Using an amplifier in this way can also be used to overcompensate the airflow readings, which results in more aggressive shifting (e.g., gears hold longer, downshifts occur sooner).
I've put together a small guide below if others want to try this modification. I'll supplement this as I learn more.
Disclaimer
This is a substantial modification — I’m not responsible if you fry or toast something. Not adjusting this properly could ruin your transmission. This has not been tested much and the long term effects of running it have not been established.
Data Gathering
Before you start, using the MAF in the factory housing, use a scan tool to see what the readings are at idle (750 rpm). It appears to be roughly 6 g/s. Find generally what some other readings of your MAF are at other power levels while driving. Consider taking a video to record MAF output and torque from the Rover ECU.
Amplifier Construction
The amplifier is a rail-to-rail, variable-gain design.
Notes on diagram, my goal is to replace this with a better one soon:
Top of Op-Amp indicated by circle. Dots indicate connection of circuit. No dot, no connection.
R1 = 10k resistor
R2 = 10k potentiometer (center pin connected to MAF signal out, pin underneath dial connected to R1 and Op-Amp pin 2, other pin unused)

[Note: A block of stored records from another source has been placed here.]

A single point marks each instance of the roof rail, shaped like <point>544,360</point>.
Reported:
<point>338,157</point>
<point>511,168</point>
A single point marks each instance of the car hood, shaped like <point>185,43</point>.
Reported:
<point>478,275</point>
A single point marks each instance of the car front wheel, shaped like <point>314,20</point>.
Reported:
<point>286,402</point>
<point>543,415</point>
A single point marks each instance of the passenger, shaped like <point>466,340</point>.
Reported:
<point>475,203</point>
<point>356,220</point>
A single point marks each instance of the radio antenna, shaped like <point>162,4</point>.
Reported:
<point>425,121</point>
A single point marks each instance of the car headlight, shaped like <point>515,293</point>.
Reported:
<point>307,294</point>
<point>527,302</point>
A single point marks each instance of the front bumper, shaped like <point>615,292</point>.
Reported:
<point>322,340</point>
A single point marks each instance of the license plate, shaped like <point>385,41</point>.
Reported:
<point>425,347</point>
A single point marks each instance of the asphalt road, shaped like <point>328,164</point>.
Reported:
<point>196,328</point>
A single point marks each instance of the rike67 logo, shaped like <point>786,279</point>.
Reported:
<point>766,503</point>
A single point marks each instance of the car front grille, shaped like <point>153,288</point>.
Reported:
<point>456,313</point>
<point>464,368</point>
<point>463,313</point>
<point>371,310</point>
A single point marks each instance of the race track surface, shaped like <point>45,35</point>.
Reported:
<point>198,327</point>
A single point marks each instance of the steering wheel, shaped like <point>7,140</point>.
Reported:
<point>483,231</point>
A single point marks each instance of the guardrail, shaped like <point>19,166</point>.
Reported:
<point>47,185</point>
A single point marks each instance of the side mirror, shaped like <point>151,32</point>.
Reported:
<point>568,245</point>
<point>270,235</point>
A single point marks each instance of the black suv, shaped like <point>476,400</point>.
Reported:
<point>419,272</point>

I usually use the following colors on breadboards generally:
Red = 5V
Ground = Black
Signal In = Green
Signal Out = Blue
External Connections
Splice the complementary pigtail into these connections:
5V = supplied by Land Rover C0636, Pin 10, former TPS 5V supply (color: red)
Ground = supplied by Land Rover C0636, Pin 25, former TPS ground (color: red with black stripe)
MAF signal in = connected to portion of Land Rover C0636, Pin 23 from MAF (cut wire, splice portion from engine here) (color: blue with green stripe)
MAF signal out = connected to portion of Land Rover C0636, Pin 23 to ECU (cut wire, splice portion to ECU here) (color: blue with green stripe)
You can cut the screen to fit inside your air intake tube. The screen should be about an inch or so in front of the MAF cartridge in a straight section of pipe.
Calibration
Once built and connected, install the MAF in the larger tube with the MAF screen. Use a scan tool to see what the readings are at idle (750 rpm). It will be slightly lower than previously (like 5 g/s). Turn the **** on the potentiometer to adjust the amplification higher or lower so that the idle reading is around 6 g/s at 750 rpm. This appears to be a good starting point with slightly more aggressive shifts and longer holds in gears. The more the amplifier is adjusted upwards, the more aggressive the shifting will be.
Last edited by CaptainAaron; Jun 17, 2023 at 06:59 PM.
Captain,
Your plans look doable for me. If I order supplies from Amazon I should have enough parts to build 50 amps.😄
I think I’ll see what kind of data I can see using my Foxwell NT530 before I begin. I’m sure questions will be headed your way.
@CaptainAaron
Hey just going over this now but noticed all your Amazon parts links have expired.
Are you able to provide new links, or specs for the parts required?